A fall in Chinese equities
Fatigue after running a marathon is natural. But when this happens to China, it has a global impact. Apart from investors who have significant and direct investments in China, either via equities or in business terms, the worry is not so much about China. The concerns address the impact that a correction in Chinese equities and a slowdown in the Chinese economy can have on other nations.
Reactions to the impact of China’s recent developments on investments ranged from barely a shrug to a bloodbath. This series examines investments focused on Asian nations that have close ties with the regional heavyweight. How rough has this ride been for them, and what does it mean for your investments in these nations?
Let’s take a brief look at the developments in China in the past several months.

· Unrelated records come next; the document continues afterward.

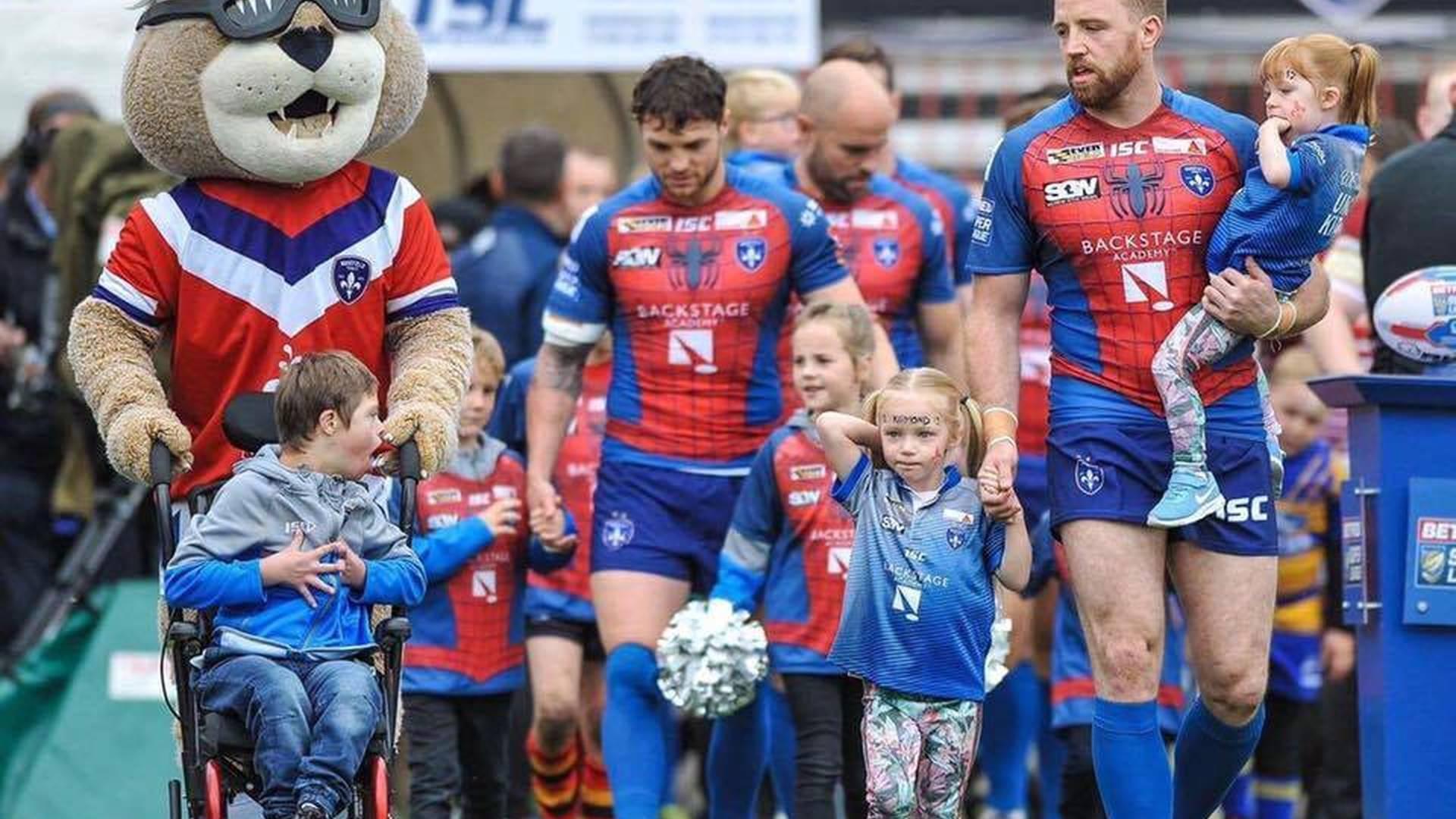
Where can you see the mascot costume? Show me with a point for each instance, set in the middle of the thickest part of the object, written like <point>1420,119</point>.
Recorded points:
<point>278,241</point>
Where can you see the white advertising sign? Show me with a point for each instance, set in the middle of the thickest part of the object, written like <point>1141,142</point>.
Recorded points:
<point>582,36</point>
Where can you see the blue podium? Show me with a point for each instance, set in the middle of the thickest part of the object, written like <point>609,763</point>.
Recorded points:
<point>1398,573</point>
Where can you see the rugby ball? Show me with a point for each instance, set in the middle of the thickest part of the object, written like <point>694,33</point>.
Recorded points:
<point>1417,315</point>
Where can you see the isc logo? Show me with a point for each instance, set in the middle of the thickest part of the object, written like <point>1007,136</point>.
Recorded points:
<point>1072,190</point>
<point>1244,509</point>
<point>629,259</point>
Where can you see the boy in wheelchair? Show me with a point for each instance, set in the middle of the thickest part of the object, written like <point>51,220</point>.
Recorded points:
<point>291,556</point>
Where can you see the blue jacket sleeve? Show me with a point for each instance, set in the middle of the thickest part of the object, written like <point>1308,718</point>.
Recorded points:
<point>816,256</point>
<point>446,550</point>
<point>965,209</point>
<point>509,420</point>
<point>218,563</point>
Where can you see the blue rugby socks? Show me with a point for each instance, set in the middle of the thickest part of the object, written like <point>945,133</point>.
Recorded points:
<point>1052,755</point>
<point>1130,761</point>
<point>1012,720</point>
<point>632,738</point>
<point>1207,758</point>
<point>737,758</point>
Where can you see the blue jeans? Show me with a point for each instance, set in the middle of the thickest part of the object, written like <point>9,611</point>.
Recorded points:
<point>310,723</point>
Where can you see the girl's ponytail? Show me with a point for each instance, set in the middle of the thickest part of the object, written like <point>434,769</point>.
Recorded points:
<point>1360,101</point>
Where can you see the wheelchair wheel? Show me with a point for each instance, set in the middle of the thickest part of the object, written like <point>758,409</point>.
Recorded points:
<point>213,790</point>
<point>376,787</point>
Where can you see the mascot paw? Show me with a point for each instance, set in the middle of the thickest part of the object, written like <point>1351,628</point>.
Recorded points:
<point>433,428</point>
<point>128,442</point>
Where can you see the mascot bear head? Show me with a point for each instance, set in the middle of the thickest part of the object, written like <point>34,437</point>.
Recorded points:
<point>270,91</point>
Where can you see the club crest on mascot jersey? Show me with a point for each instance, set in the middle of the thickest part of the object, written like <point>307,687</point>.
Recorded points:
<point>264,101</point>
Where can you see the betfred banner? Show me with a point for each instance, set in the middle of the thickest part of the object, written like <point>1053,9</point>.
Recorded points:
<point>603,36</point>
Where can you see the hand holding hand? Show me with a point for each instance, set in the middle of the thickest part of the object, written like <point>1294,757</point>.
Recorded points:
<point>503,516</point>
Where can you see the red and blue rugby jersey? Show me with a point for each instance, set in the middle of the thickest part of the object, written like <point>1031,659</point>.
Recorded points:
<point>251,276</point>
<point>1307,510</point>
<point>952,202</point>
<point>468,632</point>
<point>1119,221</point>
<point>789,545</point>
<point>893,243</point>
<point>1036,371</point>
<point>566,592</point>
<point>696,300</point>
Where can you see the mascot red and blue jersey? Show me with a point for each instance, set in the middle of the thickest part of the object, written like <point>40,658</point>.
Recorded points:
<point>253,278</point>
<point>1117,222</point>
<point>278,242</point>
<point>469,630</point>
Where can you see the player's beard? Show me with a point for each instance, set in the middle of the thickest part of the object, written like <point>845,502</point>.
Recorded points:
<point>1109,83</point>
<point>835,188</point>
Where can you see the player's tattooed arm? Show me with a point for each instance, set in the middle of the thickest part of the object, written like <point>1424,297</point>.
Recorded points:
<point>883,365</point>
<point>561,366</point>
<point>993,372</point>
<point>549,407</point>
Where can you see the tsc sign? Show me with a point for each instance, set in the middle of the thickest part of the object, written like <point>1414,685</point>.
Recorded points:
<point>606,36</point>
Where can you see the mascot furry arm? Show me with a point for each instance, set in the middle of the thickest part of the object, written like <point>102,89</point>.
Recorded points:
<point>267,129</point>
<point>112,360</point>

The laws of physics demand that a fall follows a rise. Financial markets have also proven this theory throughout history. What makes financial markets interesting is that no one can predict when the fall will occur.
When the Shanghai Composite ended at 5,166 on June 12, no one could predict that it would be a while before the index witnessed that level again. Until mid-June, stocks like 58.com (WUBA), E-Commerce China Dangdang (DANG), and Alibaba Group Holding (BABA) were enjoying the upward ride.
But when equities fell, they took the entire market with them. The iShares China Large-Cap ETF (FXI), which is invested in 52 stocks, fell 20.2% from mid-May until August 17. The iShares MSCI China ETF (MCHI), which is invested in 146 stocks, is down 19.1% in the same period.